Local banks are to be allowed to provide online loans to new clients starting from September, but they need to conduct know-your-customer checks as a safeguard against money-laundering or bad debts, the Financial Supervisory Commission (FSC) said on Tuesday.
Banks currently can only extend online loans to clients who have a deposit account or credit card with them, while prospective clients have to visit a bank’s physical branch to submit an application, Banking Bureau Deputy Director Sherri Chuang (莊琇媛) told a news conference.
The Bankers’ Association of the Republic of China has since last year urged the commission to allow lenders to provide online loans to new clients, saying it would help them expand their online lending business and boost revenue, Chuang said.
As the demand for online loans has risen stably over the past four years, while the non-performing loan ratio has remained low, the commission finally agreed to the regulatory easing, Chuang said.

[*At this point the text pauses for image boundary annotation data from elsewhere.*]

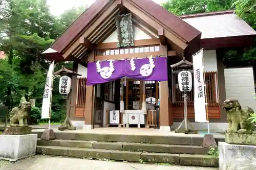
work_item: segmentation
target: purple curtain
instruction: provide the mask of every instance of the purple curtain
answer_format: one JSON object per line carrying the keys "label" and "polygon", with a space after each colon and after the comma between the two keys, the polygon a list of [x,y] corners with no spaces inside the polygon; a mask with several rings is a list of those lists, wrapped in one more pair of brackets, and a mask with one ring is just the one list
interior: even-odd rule
{"label": "purple curtain", "polygon": [[[126,76],[144,81],[167,81],[166,57],[134,59],[135,68],[131,66],[131,60],[100,61],[89,63],[87,85],[94,85],[121,79]],[[135,69],[134,69],[135,68]]]}

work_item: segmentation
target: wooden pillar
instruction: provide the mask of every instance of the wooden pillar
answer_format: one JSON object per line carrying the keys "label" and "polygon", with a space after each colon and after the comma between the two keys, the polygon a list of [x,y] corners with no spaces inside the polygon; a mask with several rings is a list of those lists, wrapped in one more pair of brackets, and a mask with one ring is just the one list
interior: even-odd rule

In March this year, online consumer loans had grown to NT$514 billion (US$16.52 billion), which shows their great potential as they were first offered in 2015, the commission said, adding that the figure is still a fraction of total lending, which stands at NT$27.8 trillion.
With the regulatory approval, the association plans to amend its regulatory code by the end of next month, which would enable banks to provide the new service in September at the earliest, Chuang said.
Online lending has caused some problems in other countries and the ease of applying for a loan has encouraged consumers to increase their credit.
Online lending platforms in China had been blamed for generating an estimated 60 billion yuan (US$8.72 billion) of bad debt in 2017, data provided by Democratic Progressive Party Legislator Lin Chun-hsien (林俊憲) showed.
The commission would require all banks to carry out know-your-customer procedures and check the “Five Ps” — personal credit scores, the purpose, the source of payment, protection and perspective — before approving a loan, Chuang said, adding that these measures cannot be completed injust a few minutes.
New clients would be asked to submit identification documents and financial statements online, and they might still need to visit the bank if the lender thinks it necessary, the bureau said.
The commission would continue to monitor banks’ bad debt ratios after the new service is launched, and would ask lenders to adopt stricter standards for approval if their ratio increases, she said.